I’m going to catch hell for this but Christmas is dumb and I don’t care who knows it!. Most magical time of the year my ass! I could probably write a book about my disdain for the holiday but I’m just going to hit some bullet points.
1. I am not a huge fan of Christmas music. As a general rule I think its pretty terrible. Why is that? Well, its arguably the most annoying genre of music. This might seem counter-intuitive as its played for roughly 6 weeks a year but I that helps my point. For a month and a half every year anyone whose not my deaf flatulent co-worker is bombarded nonstop. Christmas songs are the musical equivalent of the Dresden firebombing.
It seems every hack musician out there releases a Christmas album as well. Or worse they write original songs. Have any of you heard Christmas Shoes? If you want to hear something sappier than an Oregonian pine forest I suggest you give it a listen. Actually don’t do that. In all seriousness if I could go back in time and choose to hear that song once or become addicted to crack I would choose the pipe. Its really that bad.
While we’re at it what’s up with seasonal music? Christmas is the only holiday that has music isn’t it? Valentine’s Day doesn’t count even though there are countless songs about doin’ it. I used to work at a water park and one 4th of July I was subjected to Sousa marches for the entirety of my 8 hour shift but I’m not sure that counts (although it was one of the longest days of my life).
2. I realize this makes me sound like a communist (I’m not) but the rampant consumerism gets old pretty quick. The rush to buy shit no one really needs begins the moment the last piece of pie is eaten on Thanksgiving and doesn’t let up until New Year’s. Also the holiday branding is awful.There’s a Heineken commercial starring Benecio Del Toro that’s floating around these days. He’s sitting around at a Christmas party opening a bunch of gifts he has nothing but contempt for. I should point out that the gifts he’s getting are simultaneously awesome and practical (sweater, guitar, kitchen mixer). He’s moping around until someone hands him a case of Heineken with a bow on it and then he’s happy as a pig in shit because his priorities are all fucked up. Heineken is swill and an import for idiots. Its Europe’s version of Corona and no amount of Christmas cheer will help that.

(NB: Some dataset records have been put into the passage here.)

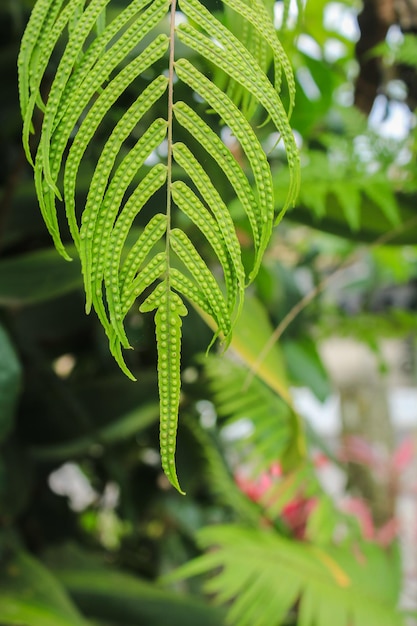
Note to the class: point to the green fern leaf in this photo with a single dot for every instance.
(87, 127)
(263, 576)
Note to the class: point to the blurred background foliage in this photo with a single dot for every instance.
(88, 523)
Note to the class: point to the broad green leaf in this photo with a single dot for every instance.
(120, 429)
(261, 576)
(107, 593)
(31, 595)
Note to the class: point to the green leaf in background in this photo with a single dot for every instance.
(106, 593)
(31, 596)
(10, 381)
(305, 366)
(37, 276)
(262, 576)
(125, 427)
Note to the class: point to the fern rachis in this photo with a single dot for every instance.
(98, 64)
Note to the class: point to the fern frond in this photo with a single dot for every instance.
(98, 67)
(263, 576)
(274, 425)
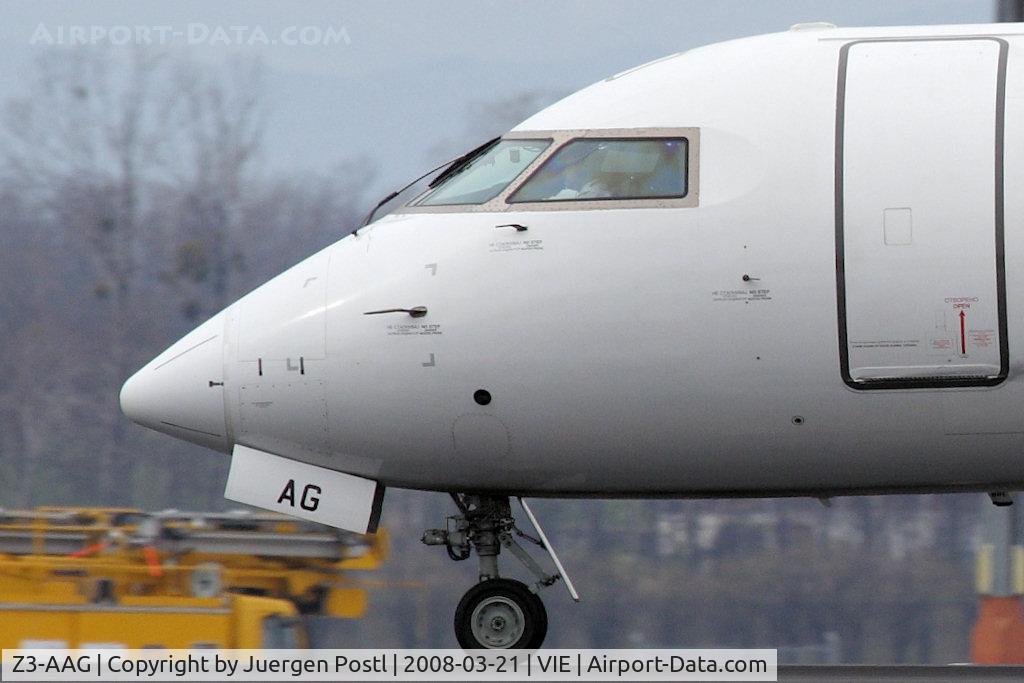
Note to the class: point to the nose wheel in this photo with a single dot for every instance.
(498, 612)
(501, 613)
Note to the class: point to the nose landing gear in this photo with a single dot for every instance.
(497, 612)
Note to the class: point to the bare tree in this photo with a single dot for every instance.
(97, 143)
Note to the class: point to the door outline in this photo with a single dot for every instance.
(1000, 281)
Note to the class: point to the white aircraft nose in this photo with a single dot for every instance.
(181, 391)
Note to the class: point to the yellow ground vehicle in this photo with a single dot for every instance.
(123, 578)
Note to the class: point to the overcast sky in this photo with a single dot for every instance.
(397, 78)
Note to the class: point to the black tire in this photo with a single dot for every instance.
(501, 613)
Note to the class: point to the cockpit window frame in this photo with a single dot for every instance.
(560, 138)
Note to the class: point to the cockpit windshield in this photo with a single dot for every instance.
(609, 169)
(483, 177)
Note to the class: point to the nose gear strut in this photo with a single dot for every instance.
(498, 612)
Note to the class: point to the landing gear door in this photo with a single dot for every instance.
(922, 294)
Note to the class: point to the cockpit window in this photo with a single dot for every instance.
(485, 176)
(609, 169)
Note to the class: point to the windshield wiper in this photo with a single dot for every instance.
(452, 167)
(460, 164)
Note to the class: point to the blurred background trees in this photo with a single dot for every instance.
(134, 203)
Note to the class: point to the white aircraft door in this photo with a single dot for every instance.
(919, 220)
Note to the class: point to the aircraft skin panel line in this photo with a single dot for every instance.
(783, 265)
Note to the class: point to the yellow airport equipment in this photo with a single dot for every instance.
(126, 578)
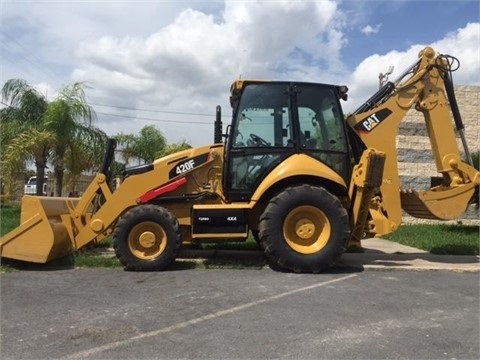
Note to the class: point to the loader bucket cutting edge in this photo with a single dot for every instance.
(41, 236)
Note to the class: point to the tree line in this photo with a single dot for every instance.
(62, 133)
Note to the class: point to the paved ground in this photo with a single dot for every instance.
(379, 254)
(241, 314)
(371, 305)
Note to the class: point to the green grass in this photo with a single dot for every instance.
(9, 218)
(439, 239)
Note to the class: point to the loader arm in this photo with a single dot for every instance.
(427, 87)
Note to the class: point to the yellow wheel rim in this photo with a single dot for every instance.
(147, 240)
(306, 229)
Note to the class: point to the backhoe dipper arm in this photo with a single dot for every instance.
(429, 88)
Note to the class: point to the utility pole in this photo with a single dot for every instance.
(383, 78)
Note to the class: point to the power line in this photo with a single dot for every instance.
(157, 111)
(157, 120)
(36, 61)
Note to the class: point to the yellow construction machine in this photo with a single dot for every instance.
(305, 182)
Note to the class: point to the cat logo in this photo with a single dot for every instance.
(368, 124)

And don’t get me started on that stupid Toyota truck commercial where those people are writing someone’s name in Christmas lights. Thank God you can’t contract diabetes from TV because that saccharine display would result in my legs being chopped off.
3. Christmas decorations. Personally I’m against buying a bunch of shit and then hiding it in a garage or attic for most of the year. People tend to go overboard on decorating as well which is preposterous. My next door neighbor’s house (where the aforementioned hillbilly youth lives) is so lit up it makes Vegas look tasteful by comparison.
Honestly though I can deal with the decorated houses. Probably because I’ve become desensitized over the course of my life. What I can not abide though are decorated cars. Have you guys seen anyone who puts antlers on their minivan? How about a red nose on the grill? “Oh, I get it its Rudolph! HAHAHAHA (beats on hood of car with baseball bat).”
I could go on ad nauseum but I think I’ve made my point. I’m not even going to get into the pagan origins of the holiday, or that historians think Jesus was actually born in the spring. I don’t even plan to mention the time my sister went to get a photo with Santa and the lecher made an incest joke.